When the team looked closely at the brain’s borders, they found immune cells stationed there, holding onto its proteins and sampling them as they passed. The slow drainage near the skull, it seemed, was not wasted time.

That lingering contact may give those cells time to learn the brain’s proteins and tag them as friendly, not as invaders. If so, some of what looks like garbage is doing a quiet second job on its way out.

“Neurons are constantly pumping out proteins and as those proteins leave the brain, some may help educate our immune system,” Rao said.

The idea complicates the simple notion that the brain just throws away what it no longer needs.

Disease disrupts brain drainage

Disease altered the system in two opposite directions.

In mice with sudden, severe inflammation – the kind a serious infection might trigger – the glowing protein abandoned its normal routes and leaked directly into the bloodstream.

In a mouse model of Alzheimer’s disease, the failure ran the other way.

The protein built up inside the brain and could not drain properly, creating the kind of backup that allows toxic proteins to accumulate.

Faulty clearance like this appears early in the disease process, a review found. Those breakdowns hint at where future treatments might intervene.

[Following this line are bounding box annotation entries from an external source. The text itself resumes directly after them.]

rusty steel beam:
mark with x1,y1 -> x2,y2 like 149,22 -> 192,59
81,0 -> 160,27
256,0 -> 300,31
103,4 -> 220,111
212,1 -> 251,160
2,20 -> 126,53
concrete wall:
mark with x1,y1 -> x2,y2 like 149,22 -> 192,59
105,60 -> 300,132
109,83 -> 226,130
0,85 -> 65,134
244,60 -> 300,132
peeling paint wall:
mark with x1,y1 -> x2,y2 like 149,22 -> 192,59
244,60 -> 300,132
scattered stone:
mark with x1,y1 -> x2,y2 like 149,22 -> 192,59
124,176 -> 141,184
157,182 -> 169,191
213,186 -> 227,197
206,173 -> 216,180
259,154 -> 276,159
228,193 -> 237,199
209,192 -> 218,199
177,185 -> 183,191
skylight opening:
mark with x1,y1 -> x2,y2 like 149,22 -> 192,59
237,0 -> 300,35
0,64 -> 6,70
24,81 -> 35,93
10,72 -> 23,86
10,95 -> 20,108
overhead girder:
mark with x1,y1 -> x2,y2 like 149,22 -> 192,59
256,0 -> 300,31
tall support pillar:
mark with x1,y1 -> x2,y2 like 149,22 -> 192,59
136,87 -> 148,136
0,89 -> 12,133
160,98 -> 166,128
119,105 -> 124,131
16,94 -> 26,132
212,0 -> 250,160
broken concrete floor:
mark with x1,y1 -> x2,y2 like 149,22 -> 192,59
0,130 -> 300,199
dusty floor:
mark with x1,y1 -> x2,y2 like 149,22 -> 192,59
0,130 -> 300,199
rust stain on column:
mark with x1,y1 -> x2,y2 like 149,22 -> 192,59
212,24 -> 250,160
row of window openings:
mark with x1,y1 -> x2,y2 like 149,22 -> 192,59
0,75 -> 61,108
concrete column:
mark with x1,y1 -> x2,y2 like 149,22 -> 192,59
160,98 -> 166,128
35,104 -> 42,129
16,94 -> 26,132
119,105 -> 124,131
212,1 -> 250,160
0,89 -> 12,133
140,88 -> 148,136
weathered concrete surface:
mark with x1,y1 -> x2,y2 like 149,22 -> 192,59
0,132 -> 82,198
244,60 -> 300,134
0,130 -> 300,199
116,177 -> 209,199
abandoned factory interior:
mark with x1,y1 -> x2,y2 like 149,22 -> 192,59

If doctors could target the brain’s border tissues, they might reopen drainage routes clogged by disease and slow the buildup of harmful proteins.

New clues about disease

Before this work, no one could trace the brain’s waste from the cell that produced it to the route it ultimately used to leave.

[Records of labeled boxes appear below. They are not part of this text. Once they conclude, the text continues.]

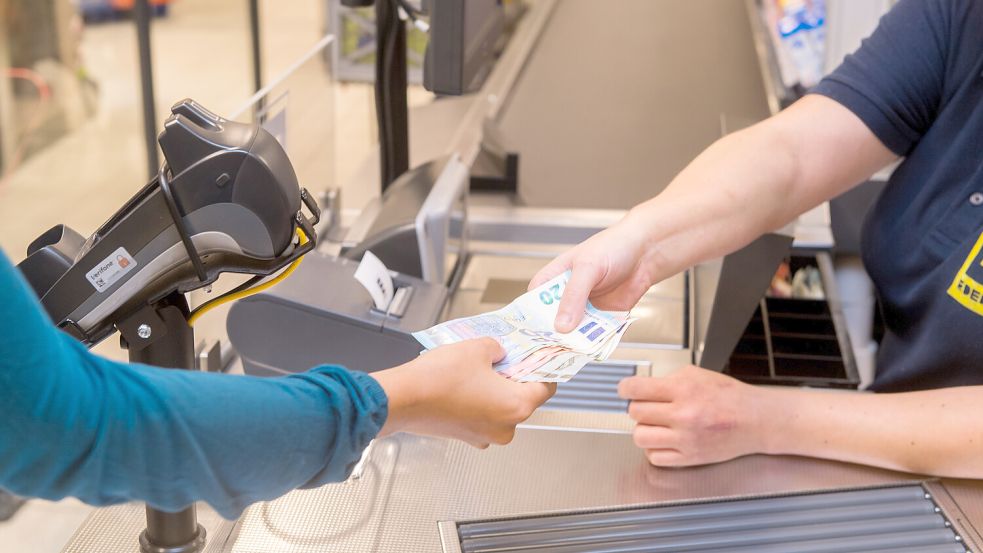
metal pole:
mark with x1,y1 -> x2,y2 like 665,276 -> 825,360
133,0 -> 160,177
130,293 -> 205,553
249,0 -> 263,92
375,0 -> 410,192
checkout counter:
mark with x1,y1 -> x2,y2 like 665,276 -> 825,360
57,0 -> 983,553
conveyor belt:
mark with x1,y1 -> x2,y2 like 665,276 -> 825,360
544,363 -> 636,413
458,485 -> 966,553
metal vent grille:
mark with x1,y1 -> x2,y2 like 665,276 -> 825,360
457,485 -> 967,553
543,362 -> 637,413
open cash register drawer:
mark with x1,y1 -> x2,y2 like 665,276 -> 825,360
724,253 -> 859,388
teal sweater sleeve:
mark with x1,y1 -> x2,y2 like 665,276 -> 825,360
0,251 -> 388,519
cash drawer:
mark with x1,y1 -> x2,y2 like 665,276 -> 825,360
724,254 -> 859,388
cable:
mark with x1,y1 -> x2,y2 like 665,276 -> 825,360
188,228 -> 308,326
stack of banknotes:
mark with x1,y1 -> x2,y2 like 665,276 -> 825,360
413,271 -> 634,382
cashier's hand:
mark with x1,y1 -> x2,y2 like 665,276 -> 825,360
372,338 -> 556,448
529,221 -> 654,332
618,366 -> 764,467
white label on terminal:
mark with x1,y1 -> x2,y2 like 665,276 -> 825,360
355,251 -> 395,311
85,248 -> 137,292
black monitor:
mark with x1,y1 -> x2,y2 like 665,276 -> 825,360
423,0 -> 505,96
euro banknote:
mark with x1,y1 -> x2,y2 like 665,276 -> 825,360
413,271 -> 633,382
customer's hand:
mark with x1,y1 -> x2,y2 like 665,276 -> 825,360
371,338 -> 556,448
529,219 -> 654,332
618,366 -> 768,467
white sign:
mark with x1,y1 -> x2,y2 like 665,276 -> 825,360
85,248 -> 137,292
355,251 -> 395,311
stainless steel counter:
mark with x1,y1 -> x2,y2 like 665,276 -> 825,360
66,428 -> 983,553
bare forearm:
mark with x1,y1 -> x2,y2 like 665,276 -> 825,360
756,386 -> 983,478
623,96 -> 894,282
624,121 -> 798,282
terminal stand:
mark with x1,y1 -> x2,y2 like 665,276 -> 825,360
119,293 -> 205,553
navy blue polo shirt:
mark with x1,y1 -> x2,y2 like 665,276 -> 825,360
812,0 -> 983,392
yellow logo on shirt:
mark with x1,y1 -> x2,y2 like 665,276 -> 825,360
949,229 -> 983,316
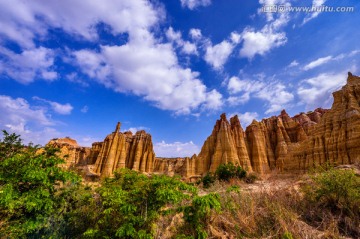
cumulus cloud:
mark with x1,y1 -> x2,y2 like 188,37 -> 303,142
297,71 -> 346,110
154,141 -> 200,158
240,27 -> 287,59
227,76 -> 294,114
166,27 -> 198,55
180,0 -> 211,10
0,95 -> 60,144
288,60 -> 299,68
80,105 -> 89,114
204,40 -> 235,70
256,82 -> 294,114
230,112 -> 259,129
302,0 -> 326,25
33,96 -> 73,115
240,0 -> 290,59
0,47 -> 58,84
304,56 -> 334,71
124,126 -> 150,134
0,0 -> 221,114
227,76 -> 265,94
189,28 -> 202,40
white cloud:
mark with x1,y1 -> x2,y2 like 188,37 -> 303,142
227,76 -> 294,114
0,95 -> 60,144
154,141 -> 200,158
204,40 -> 234,70
80,105 -> 89,114
256,82 -> 294,114
74,38 -> 218,114
302,0 -> 326,25
240,27 -> 287,59
288,60 -> 299,68
0,0 -> 221,114
189,28 -> 202,40
240,0 -> 290,59
166,27 -> 198,55
230,112 -> 259,129
304,56 -> 334,71
0,47 -> 58,84
297,71 -> 346,110
124,126 -> 150,134
180,0 -> 211,10
204,89 -> 223,110
33,96 -> 73,115
227,76 -> 265,94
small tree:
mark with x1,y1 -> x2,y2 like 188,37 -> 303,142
201,172 -> 216,188
0,130 -> 24,161
215,163 -> 246,181
0,131 -> 79,238
84,169 -> 196,238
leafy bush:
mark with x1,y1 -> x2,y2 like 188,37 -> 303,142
201,172 -> 216,188
0,131 -> 80,238
182,193 -> 221,239
84,169 -> 196,238
303,168 -> 360,237
215,163 -> 246,181
244,173 -> 257,183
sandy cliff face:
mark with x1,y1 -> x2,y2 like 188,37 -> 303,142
285,73 -> 360,170
49,73 -> 360,179
93,123 -> 155,177
47,137 -> 91,168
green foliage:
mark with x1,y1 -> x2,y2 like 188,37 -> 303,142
0,130 -> 23,161
182,193 -> 221,239
305,168 -> 360,214
201,172 -> 216,188
244,173 -> 257,183
281,232 -> 293,239
0,131 -> 79,238
226,185 -> 240,193
215,163 -> 246,181
84,169 -> 196,238
303,166 -> 360,238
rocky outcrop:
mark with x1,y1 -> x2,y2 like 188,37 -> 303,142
194,114 -> 252,175
49,73 -> 360,180
194,73 -> 360,175
93,123 -> 155,177
285,73 -> 360,170
46,137 -> 91,169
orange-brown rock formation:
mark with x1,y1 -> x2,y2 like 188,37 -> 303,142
47,137 -> 91,168
190,73 -> 360,175
285,73 -> 360,170
45,73 -> 360,179
93,123 -> 155,177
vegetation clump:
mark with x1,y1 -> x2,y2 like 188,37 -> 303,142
0,131 -> 360,239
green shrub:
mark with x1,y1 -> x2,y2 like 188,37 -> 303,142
0,131 -> 80,238
201,172 -> 216,188
182,193 -> 221,239
215,163 -> 246,181
244,173 -> 257,183
303,167 -> 360,238
305,168 -> 360,213
84,169 -> 196,238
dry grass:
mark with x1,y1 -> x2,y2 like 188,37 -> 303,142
157,172 -> 357,239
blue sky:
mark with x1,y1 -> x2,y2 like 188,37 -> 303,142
0,0 -> 360,157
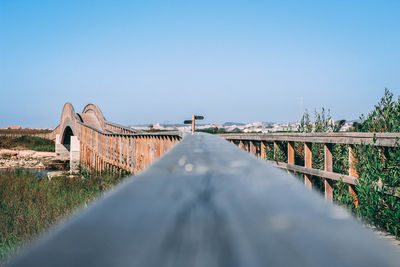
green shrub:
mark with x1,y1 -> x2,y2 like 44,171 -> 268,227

Now there is a way to do exactly that: a first direct look at the brain’s natural waste-disposal system.

Already, the tool has shown that the brain sorts its waste by location and clears it at different speeds.

Some of that outgoing protein may even help train the body’s immune defenses. Yang’s group now wants to know how aging changes these pathways and whether sleep helps clean the brain, as previous research has suggested.

The bigger prize is a clearer understanding of why clearance fails.

With the routes finally mapped, researchers can now ask whether worn-out drainage systems push aging brains toward disease.

They can also investigate whether brain tumors hijack these exits to slip past the immune system unnoticed.

The study is published in the journal Cell.